I almost didn’t post this recipe because it feels so simple and so easy, but isn’t that what summer is all about? Toss this baby together so you can spend those long summer nights doing whatever you love to do–hanging out at the beach, going for a walk, or watching this ridiculous performance. Again.

Broccoli Slaw with Apple & Shrimp
Serves 2

12 oz bag broccoli slaw
1 gala apple (or other firm, sweet kind) cut into matchsticks
Dozen shrimp
Olive oil

For the dressing:
4 Tbsp plain nonfat Greek yogurt
Juice of 1 lime
1 Tbsp agave (or honey)
1 Tbsp olive oil
1 tsp dijon mustard
2 Tbsp rice vinegar
Dash salt
Black pepper

If shrimp are frozen, defrost in water for 10 minutes. Drain. Place shrimp in a bowl with olive oil, salt, and pepper and toss to coat. Set aside.

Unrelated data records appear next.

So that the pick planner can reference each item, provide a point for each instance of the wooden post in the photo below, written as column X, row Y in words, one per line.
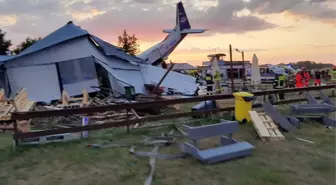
column 65, row 98
column 231, row 70
column 16, row 131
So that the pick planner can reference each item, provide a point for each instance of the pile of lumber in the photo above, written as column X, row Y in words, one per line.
column 265, row 127
column 69, row 102
column 20, row 103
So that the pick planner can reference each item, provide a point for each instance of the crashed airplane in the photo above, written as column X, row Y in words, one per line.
column 160, row 52
column 72, row 59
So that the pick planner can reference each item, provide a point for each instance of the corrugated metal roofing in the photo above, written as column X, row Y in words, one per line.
column 111, row 50
column 182, row 66
column 71, row 31
column 67, row 32
column 4, row 57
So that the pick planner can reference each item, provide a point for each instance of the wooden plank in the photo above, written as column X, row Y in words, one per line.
column 277, row 132
column 258, row 124
column 269, row 124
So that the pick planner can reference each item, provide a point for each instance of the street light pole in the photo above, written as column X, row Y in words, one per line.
column 244, row 75
column 231, row 69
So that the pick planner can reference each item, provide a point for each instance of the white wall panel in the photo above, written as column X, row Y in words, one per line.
column 41, row 82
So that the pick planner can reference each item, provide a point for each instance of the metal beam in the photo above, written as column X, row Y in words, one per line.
column 140, row 105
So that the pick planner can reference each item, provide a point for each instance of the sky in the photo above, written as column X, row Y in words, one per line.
column 277, row 31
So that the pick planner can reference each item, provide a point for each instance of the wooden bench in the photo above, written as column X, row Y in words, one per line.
column 229, row 149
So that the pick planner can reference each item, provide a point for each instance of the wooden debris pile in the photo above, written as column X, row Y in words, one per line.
column 68, row 102
column 20, row 103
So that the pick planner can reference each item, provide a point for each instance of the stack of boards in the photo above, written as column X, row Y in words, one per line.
column 265, row 126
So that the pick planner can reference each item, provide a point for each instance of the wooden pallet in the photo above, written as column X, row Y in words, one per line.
column 265, row 126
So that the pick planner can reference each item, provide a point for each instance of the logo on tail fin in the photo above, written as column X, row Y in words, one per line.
column 182, row 17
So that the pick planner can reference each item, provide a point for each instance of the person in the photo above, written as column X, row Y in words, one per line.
column 279, row 83
column 306, row 77
column 317, row 80
column 299, row 79
column 209, row 82
column 217, row 82
column 333, row 75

Place broccoli slaw and apples in a bowl. Combine dressing ingredients in a separate container with a lid. Shake vigorously until combined. Pour all of the dressing on the slaw and toss to coat. Season with additional black pepper and set aside.

Heat a small pan on medium heat. When hot, add shrimp and cook, tossing occasionally, until pink–about five minutes.

To serve: Fill a bowl with broccoli slaw, top with shrimp, and season with additional salt and pepper to taste.